Cet article est issu d’une chronique préalablement diffusée sur le podcast « On a toujours raison » pour l’ouverture parisienne d’Abercrombie & Fitch. Ecoutez-là en live!

Les gens qui me connaissent savent combien les fringues me passionnent. Ils peuvent chaque jour admirer mes efforts renouvelés pour m’habiller avec style. Il y a donc une news à coté de laquelle je n’ai pas pu passer. L’ouverture du point de vente parisien de la chaine de prêt à porter « Abercrombie & Fitch ».

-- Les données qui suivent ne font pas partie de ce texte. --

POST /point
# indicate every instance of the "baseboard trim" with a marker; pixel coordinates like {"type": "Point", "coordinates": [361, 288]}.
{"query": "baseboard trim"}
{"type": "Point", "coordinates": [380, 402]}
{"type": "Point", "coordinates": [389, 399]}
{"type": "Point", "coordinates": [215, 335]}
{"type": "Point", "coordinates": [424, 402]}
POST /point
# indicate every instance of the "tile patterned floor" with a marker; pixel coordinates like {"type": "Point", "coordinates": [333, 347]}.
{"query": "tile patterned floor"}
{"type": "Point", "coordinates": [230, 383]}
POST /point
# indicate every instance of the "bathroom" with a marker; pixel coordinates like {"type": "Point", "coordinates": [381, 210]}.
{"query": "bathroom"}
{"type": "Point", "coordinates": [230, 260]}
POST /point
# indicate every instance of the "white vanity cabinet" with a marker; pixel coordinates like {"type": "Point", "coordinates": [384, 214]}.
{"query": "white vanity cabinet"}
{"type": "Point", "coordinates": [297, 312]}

Si vous n’êtes pas, contrairement à moi, jeune, beau, riche et branché, vous ne devez pas savoir ce qu’est cette entreprise. Abercrombie & Fitch propose des vêtements dans un esprit de casual luxury, dans la plus pur tradition de la Ivy League. Ça devait être écrit en grand dans le communiqué de presse, parce que tout ceux qui en parle reprenne cette expression. A mon avis, toute Ivy League qu’elle soit, je crois que les étudiants de ces prestigieuses universités, ils doivent faire comme tous les autres lorsqu’ils vont sont bourrer la gueule à la bière ou lorsqu’il font des nuits blanches pour leurs cours: des sales vêtements de jogging difforme et simplement confortable. Mais bon, je suppose qu’on doit penser à la Ivy League des films dans ce cas-ci… Le casual luxury, c’est donc des t-shirt avec un bête imprimé de la marque et des jeans délavés, comme toutes les autres marques, mais plus cher. Comment faire en sorte de les vendre, alors? En proposant une expérience client unique dont le mot d’ordre est « sexualisation » (même si le mot n’existe peut-être pas).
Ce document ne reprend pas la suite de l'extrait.